HRH Prince Frederik of Denmark at the helm of the 66-footer NANOQ he’s chartered from the Oatley family and surrounded by a bevy of sailing superstars scored the double – wins in both the windward/leeward and islands course – to be IRC Racing pointscore leader by one point.
“Frederik steered the boat all day and did a great job,” said tactician and co-helmsman Iain Murray. “He had a wonderful time; it doesn’t get any better than that… beautiful breeze and a good combination of a shorter and longer course. It’s all thumbs up on our boat today.”

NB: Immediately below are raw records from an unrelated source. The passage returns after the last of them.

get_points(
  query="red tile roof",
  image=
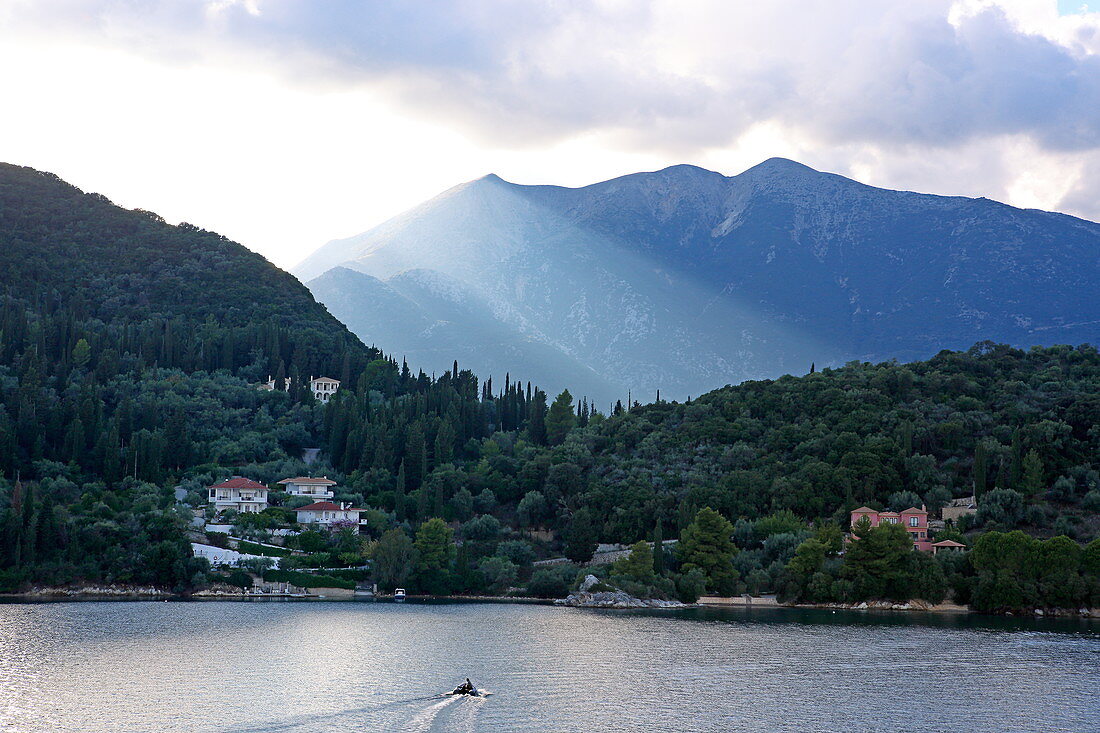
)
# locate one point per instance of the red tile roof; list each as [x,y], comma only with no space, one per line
[326,506]
[238,482]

Super maxi Wild Oats XI settled the score against Peter Harburg’s same-sized Black Jack in the fresher breeze, skipper Mark Richards and his team now 3-2 in the line honours count.
“Oats is set up for (Sydney) Hobart mode and Black Jack is set up for light airs; it’s amazing the cross-over….it’s huge,” Richards said.
“One boat’s so much faster in the light and the other is so much faster in breeze. Obviously there’s a lot of work for both boats to do in their weak areas, and then see how we go on Boxing Day. The fortunate thing for us is I think we can improve our light air performance a lot.
“We started the regatta in breeze and we are finishing in breeze. Everyone’s having a great time out there; the Prince took a win today, so he’ll be pretty happy,” Richards added.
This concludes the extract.